Thursday, November 25, 2004
How does it happen? Painlessly, you change from the 6-year-old who admires the bigger kids who rule the skatepark to being that bigger kid to being the guy in the driver's seat of a Jeep Grand Cherokee yelling to your 6-year-old that you'll pick him up for dinner in an hour. The change happens so slowly that you don't even notice. Only after the change is complete do you see yourself as you are.
"This is not my beautiful house," etc.
That was me this summer, sitting in a smoking-banned dive bar in Portland, Maine, called the Free Street Taverna, watching Lady Kensington and the Beatlords. Let me first tell you that the Free Street used to be cool. Artists would wander over in the evenings after days in their studios trading drawings for beer. The best bands always played there despite the crappy sound and the small stage. And Pete -- the big Greek owner -- was popular with the ladies.

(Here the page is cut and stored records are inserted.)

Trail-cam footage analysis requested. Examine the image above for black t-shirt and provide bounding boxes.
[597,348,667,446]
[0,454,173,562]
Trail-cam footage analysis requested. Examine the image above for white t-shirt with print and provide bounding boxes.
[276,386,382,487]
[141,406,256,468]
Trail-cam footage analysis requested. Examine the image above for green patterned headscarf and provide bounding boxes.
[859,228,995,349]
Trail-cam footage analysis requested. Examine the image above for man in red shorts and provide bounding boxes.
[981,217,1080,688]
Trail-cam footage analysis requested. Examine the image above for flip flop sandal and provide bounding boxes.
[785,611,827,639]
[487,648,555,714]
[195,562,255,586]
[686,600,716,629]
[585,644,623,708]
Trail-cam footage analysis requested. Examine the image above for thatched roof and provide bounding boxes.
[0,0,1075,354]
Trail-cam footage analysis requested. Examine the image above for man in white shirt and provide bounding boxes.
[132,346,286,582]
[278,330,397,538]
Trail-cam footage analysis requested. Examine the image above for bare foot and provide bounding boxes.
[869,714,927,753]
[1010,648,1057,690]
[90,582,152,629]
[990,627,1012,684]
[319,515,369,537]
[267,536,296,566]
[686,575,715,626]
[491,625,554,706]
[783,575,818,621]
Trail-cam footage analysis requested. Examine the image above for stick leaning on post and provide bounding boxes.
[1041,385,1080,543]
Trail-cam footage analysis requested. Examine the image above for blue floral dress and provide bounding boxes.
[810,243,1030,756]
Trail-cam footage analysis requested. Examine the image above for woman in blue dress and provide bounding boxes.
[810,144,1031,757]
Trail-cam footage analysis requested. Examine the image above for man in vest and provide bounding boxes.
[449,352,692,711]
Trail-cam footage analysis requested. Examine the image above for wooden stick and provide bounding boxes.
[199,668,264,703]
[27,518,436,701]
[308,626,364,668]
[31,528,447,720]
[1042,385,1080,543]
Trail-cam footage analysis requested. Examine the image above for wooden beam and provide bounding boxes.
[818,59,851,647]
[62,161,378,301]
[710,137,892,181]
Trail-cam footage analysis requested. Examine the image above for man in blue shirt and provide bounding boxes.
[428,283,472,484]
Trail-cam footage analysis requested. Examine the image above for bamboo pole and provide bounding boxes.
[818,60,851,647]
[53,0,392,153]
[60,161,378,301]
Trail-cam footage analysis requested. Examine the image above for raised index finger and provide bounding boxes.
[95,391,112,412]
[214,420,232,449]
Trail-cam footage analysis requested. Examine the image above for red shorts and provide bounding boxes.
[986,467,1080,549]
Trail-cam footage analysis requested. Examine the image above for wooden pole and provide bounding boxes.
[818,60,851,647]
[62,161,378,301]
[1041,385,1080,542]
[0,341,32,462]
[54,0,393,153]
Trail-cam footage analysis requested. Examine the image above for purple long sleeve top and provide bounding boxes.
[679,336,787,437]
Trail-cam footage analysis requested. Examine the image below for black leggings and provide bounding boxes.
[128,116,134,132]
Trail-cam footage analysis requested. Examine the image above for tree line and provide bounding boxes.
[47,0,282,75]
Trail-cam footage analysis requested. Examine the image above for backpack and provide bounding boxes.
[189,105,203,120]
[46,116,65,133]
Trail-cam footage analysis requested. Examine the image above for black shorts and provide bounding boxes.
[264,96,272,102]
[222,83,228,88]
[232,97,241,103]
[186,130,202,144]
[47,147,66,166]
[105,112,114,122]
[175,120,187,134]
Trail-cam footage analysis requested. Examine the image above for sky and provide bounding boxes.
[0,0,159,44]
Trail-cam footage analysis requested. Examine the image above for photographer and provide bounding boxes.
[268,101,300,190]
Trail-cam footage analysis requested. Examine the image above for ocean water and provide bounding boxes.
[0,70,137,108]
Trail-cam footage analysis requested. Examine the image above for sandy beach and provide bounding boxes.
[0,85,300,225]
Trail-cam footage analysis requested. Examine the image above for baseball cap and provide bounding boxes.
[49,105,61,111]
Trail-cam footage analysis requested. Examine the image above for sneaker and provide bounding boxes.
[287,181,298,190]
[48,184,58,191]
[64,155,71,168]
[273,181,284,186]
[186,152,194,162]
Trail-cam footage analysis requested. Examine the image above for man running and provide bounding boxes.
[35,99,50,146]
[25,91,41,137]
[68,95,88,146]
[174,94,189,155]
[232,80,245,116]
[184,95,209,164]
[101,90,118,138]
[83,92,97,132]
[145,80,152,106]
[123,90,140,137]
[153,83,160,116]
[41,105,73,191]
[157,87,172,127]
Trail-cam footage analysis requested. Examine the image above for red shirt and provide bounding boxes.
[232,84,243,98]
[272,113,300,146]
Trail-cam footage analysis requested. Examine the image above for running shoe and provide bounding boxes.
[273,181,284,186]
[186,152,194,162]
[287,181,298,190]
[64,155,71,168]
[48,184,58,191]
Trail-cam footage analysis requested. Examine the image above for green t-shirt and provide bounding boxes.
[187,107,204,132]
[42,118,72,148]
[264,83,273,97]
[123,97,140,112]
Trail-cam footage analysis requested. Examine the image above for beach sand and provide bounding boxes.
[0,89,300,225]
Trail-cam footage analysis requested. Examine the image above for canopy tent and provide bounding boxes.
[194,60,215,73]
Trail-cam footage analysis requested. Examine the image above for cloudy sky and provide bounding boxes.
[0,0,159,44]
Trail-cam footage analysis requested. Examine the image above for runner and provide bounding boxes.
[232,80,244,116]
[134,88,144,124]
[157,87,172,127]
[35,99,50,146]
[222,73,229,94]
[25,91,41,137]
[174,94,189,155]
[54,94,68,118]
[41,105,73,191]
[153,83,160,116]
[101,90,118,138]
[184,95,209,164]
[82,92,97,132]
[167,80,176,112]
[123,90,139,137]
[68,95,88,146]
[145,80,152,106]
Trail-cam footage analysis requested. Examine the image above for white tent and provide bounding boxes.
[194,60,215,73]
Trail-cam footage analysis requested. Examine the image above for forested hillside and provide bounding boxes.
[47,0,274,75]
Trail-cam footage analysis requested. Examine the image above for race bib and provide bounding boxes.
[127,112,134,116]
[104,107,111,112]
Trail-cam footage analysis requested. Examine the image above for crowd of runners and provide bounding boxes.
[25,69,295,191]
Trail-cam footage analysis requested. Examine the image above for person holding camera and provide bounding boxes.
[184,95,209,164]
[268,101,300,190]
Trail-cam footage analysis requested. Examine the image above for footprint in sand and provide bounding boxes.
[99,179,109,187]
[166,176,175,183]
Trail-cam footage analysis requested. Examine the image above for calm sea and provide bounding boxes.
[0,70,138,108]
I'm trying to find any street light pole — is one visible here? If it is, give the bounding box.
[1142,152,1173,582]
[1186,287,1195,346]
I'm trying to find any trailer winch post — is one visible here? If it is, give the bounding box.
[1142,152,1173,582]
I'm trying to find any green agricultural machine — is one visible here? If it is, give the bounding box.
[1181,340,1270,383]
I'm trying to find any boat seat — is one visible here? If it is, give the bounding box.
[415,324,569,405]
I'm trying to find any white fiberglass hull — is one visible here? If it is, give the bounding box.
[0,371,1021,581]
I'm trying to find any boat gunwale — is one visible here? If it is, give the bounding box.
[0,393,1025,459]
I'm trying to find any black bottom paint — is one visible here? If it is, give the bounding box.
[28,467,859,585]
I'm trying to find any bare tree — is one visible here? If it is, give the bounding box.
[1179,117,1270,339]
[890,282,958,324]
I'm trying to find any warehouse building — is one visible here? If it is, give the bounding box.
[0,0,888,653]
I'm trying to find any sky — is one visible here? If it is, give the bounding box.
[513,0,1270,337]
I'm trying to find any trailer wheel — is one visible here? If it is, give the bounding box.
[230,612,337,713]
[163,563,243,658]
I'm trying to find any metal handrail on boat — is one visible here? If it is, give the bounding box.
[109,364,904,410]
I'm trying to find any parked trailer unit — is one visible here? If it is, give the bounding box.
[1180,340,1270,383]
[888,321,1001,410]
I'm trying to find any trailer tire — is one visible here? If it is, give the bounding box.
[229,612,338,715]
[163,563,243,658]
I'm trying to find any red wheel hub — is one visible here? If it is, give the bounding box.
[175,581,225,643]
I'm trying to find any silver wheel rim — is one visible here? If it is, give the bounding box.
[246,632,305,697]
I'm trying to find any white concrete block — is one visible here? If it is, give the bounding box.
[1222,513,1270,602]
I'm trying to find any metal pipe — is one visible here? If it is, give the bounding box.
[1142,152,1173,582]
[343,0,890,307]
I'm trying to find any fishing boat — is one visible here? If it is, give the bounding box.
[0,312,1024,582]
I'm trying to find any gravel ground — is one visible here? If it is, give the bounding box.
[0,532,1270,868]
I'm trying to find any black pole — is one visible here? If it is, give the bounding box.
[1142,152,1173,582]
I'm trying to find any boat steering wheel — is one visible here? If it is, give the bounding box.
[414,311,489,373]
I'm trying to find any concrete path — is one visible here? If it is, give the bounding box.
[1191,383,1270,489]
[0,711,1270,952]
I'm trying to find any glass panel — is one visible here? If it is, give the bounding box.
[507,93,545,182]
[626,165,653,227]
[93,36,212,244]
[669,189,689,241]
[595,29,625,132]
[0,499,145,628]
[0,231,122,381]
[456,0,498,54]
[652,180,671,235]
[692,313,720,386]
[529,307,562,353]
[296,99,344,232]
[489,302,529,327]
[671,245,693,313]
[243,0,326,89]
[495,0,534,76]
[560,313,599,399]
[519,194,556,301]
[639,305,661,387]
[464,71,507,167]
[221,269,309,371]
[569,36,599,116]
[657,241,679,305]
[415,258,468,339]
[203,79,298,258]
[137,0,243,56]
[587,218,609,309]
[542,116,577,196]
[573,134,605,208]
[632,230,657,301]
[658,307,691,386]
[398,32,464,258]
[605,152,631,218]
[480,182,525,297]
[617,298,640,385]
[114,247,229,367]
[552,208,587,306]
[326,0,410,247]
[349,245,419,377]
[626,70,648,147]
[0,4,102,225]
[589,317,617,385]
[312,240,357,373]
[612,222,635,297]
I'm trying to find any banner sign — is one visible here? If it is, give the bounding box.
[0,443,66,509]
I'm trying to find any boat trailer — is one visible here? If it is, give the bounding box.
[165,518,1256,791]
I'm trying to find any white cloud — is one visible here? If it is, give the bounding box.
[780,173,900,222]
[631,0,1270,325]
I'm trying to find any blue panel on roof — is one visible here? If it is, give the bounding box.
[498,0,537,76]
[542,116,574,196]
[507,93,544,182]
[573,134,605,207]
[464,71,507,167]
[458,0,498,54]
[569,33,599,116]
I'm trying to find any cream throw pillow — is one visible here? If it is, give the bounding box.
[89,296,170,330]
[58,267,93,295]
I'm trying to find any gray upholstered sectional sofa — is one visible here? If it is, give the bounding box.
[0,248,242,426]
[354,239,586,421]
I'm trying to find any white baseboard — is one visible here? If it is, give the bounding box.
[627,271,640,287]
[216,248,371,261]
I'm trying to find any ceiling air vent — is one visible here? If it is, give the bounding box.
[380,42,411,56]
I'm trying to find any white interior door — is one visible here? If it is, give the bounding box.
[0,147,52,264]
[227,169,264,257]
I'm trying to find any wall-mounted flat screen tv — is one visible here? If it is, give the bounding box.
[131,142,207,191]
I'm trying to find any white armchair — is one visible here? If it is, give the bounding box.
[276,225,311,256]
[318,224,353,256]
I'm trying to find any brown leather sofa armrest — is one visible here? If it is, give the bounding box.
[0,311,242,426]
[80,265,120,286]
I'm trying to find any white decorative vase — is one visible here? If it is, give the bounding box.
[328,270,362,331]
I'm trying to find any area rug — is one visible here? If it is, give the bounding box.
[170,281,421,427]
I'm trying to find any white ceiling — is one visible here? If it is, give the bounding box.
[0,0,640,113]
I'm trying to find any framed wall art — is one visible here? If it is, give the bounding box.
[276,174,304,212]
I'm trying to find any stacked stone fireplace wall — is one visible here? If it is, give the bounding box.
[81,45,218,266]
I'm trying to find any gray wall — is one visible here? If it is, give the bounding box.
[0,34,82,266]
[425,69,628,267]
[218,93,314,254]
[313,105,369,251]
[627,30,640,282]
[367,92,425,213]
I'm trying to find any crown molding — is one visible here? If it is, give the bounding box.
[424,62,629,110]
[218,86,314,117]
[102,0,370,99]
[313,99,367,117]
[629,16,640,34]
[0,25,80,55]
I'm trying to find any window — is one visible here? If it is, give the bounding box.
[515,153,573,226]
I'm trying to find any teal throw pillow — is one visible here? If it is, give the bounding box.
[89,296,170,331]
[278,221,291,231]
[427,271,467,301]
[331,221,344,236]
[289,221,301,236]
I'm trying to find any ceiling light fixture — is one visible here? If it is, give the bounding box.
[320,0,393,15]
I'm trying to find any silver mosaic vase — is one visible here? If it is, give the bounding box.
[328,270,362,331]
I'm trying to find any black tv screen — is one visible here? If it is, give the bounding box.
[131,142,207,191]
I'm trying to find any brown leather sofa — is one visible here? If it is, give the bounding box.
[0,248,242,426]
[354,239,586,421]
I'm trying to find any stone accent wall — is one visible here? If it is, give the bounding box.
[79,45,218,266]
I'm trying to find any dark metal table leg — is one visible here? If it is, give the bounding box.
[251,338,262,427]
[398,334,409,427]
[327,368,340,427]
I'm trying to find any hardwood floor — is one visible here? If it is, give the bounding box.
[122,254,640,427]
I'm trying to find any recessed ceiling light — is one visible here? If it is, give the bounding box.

Those days passed years ago, and the Free Street Taverna quickly transformed from the good kind of dive bar to the toothless-clientele, aging-prostitute, bad kind of dive bar.
But a breath from the past was blowing through the place that night. I was there by a strange coincidence and so were many others from "the good old days." There hadn't been any fliers or write-ups for Lady Kensington, but everyone was glad they were accidentally there to witness a new band made of two local hipster staples, the Groovy Ghoulies and the Clown School Dropouts.
I knew everyone at the table except for one guy -- a music writer for NPR.
He pointed to a guy across the room.
"When I'm that age," he said, "I hope I'm at home putting the kids to bed. I hope I pour myself a cocktail and turn on the stereo. I don't want to be standing in some bar, trying to be cool."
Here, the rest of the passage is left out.